MMTIT-Bench

April 13, 2026 · View on GitHub

A Multilingual and Multi-Scenario Benchmark with Cognition–Perception–Reasoning Guided Text-Image Machine Translation

中文版 • Paper • GitHub • HuggingFace

Overview

MMTIT-Bench is a human-verified benchmark for end-to-end Text-Image Machine Translation (TIMT).

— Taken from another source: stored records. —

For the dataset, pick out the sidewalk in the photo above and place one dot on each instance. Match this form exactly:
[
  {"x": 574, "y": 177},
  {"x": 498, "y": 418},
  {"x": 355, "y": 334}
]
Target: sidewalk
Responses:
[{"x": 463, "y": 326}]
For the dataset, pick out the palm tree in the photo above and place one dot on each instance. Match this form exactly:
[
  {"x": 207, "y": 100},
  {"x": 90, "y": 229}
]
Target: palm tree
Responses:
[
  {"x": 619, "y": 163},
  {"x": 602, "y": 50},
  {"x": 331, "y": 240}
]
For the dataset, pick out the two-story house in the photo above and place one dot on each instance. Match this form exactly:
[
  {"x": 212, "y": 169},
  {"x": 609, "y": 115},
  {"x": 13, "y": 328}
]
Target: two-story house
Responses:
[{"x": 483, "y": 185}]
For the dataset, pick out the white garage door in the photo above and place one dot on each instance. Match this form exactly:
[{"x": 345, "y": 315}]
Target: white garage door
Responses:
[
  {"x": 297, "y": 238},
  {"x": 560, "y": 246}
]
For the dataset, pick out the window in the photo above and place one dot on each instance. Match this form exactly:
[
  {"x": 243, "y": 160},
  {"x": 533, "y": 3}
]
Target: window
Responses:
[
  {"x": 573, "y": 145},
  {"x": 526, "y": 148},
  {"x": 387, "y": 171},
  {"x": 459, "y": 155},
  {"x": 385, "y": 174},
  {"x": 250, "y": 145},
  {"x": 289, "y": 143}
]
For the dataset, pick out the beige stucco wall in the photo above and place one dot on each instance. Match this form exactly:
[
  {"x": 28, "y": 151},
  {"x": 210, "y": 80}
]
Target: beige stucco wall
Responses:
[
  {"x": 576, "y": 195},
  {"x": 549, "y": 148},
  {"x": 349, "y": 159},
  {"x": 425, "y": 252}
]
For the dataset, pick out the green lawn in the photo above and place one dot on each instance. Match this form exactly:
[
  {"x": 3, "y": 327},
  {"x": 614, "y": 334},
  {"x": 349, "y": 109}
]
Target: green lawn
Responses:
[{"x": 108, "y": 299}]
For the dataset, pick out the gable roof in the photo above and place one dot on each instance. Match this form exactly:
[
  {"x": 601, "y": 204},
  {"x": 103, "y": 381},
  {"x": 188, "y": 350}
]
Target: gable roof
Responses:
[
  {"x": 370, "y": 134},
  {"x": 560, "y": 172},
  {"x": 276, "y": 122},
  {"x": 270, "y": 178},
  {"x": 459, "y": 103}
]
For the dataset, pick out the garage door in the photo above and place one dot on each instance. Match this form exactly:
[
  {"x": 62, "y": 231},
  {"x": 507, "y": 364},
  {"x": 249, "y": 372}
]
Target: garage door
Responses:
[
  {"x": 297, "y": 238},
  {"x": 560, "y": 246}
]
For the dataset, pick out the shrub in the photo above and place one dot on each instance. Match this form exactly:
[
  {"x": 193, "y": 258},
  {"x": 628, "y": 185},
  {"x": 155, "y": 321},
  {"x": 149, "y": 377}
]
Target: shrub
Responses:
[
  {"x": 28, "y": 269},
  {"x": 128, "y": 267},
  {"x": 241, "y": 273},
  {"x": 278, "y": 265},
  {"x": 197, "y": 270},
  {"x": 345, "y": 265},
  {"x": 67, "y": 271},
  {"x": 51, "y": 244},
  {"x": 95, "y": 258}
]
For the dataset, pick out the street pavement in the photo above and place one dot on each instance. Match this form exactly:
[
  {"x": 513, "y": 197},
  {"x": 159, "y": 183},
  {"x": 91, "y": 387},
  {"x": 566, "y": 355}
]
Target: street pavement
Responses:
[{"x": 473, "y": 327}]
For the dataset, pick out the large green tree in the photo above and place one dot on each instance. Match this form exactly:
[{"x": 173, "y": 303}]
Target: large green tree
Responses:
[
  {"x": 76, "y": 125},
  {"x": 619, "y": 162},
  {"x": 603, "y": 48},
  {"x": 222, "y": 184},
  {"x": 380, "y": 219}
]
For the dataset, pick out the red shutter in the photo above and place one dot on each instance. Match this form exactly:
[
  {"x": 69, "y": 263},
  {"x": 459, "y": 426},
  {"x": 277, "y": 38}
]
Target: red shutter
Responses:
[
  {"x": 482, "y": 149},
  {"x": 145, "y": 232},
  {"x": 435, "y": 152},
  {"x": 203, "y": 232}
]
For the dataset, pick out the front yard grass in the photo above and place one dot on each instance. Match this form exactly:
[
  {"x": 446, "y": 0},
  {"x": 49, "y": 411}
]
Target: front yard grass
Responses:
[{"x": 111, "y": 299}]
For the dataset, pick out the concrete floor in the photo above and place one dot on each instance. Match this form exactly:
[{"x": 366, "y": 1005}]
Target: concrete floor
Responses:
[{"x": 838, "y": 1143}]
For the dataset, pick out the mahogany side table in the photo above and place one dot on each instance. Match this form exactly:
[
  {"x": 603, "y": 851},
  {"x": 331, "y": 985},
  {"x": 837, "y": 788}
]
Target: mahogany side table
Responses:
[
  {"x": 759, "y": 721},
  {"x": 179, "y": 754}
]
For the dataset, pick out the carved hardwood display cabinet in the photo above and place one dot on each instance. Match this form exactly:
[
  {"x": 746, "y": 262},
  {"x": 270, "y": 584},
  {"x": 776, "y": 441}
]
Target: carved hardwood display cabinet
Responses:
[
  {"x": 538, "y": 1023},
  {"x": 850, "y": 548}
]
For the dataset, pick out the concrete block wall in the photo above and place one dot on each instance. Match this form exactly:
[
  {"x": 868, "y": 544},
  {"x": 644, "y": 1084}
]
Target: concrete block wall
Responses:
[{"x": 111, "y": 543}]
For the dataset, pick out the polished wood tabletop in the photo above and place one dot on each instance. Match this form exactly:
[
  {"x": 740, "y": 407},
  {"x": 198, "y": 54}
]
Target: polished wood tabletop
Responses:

It contains 1,400 images spanning 14 non-English and non-Chinese languages across diverse real-world scenarios, with bilingual (Chinese & English) translation annotations.

We also propose CPR-Trans (Cognition–Perception–Reasoning for Translation), a reasoning-oriented data paradigm that unifies scene cognition, text perception, and translation reasoning within a structured chain-of-thought framework.

MMTIT-Bench Overview

Benchmark Statistics

Item	Details
Total Images	1,400
Languages	14 (AR, DE, ES, FR, ID, IT, JA, KO, MS, PT, RU, TH, TR, VI)
Translation Directions	Other→Chinese, Other→English
Scenarios	Documents, Menus, Books, Attractions, Posters, Commodities, etc.
Annotation	Human-verified OCR + Bilingual translations

Data Format

Directory Structure

MMTIT-Bench/
├── README.md
├── README_ZH.md
├── annotation.jsonl        # Benchmark annotations
├── images.zip              # Benchmark images
├── eval_comet_demo.py      # COMET evaluation script
└── prediction_demo.jsonl   # Example prediction file

Annotation (`annotation.jsonl`)

Each line is a JSON object:

{
    "image_id": "Korea_Menu_20843.jpg",
    "parsing_anno": "멜로우스트리트\n\n위치: 서울특별시 관악구...",
    "translation_zh": "梅尔街\n\n位置：首尔特别市 冠岳区...",
    "translation_en": "Mellow Street\n\nLocation: 1st Floor, 104 Gwanak-ro..."
}

Field	Description
`image_id`	Image filename, formatted as `{Language}_{Scenario}_{ID}.jpg`
`parsing_anno`	OCR text parsing annotation (source language)
`translation_zh`	Chinese translation
`translation_en`	English translation

Prediction File

Your prediction file should be a JSONL with the following fields:

{"image_id": "Korea_Menu_20843.jpg", "pred": "Your model's translation output"}

Evaluation

We use COMET (Unbabel/wmt22-comet-da) as the rule-based evaluation metric.

Install

pip install unbabel-comet

Run

# Other → Chinese
python eval_comet_demo.py \
    --prediction your_prediction.jsonl \
    --annotation annotation.jsonl \
    --direction other2zh \
    --batch_size 16 --gpus 0

# Other → English
python eval_comet_demo.py \
    --prediction your_prediction.jsonl \
    --annotation annotation.jsonl \
    --direction other2en \
    --batch_size 16 --gpus 1

Arguments

Argument	Default	Description
`--prediction`	(required)	Path to your prediction JSONL
`--annotation`	`annotation.jsonl`	Path to benchmark annotations
`--direction`	(required)	`other2zh` or `other2en`
`--batch_size`	`16`	Batch size for inference
`--gpus`	`0`	Number of GPUs (0 = CPU)
`--output`	`comet_results_{direction}.jsonl`	Output path for per-sample scores

Citation

@misc{li2026mmtitbench,
      title={MMTIT-Bench: A Multilingual and Multi-Scenario Benchmark with Cognition-Perception-Reasoning Guided Text-Image Machine Translation},
      author={Gengluo Li and Chengquan Zhang and Yupu Liang and Huawen Shen and Yaping Zhang and Pengyuan Lyu and Weinong Wang and Xingyu Wan and Gangyan Zeng and Han Hu and Can Ma and Yu Zhou},
      year={2026},
      journal={arXiv preprint arXiv:2603.23896},
      url={https://arxiv.org/abs/2603.23896},
}

License

This benchmark is released for research purposes only.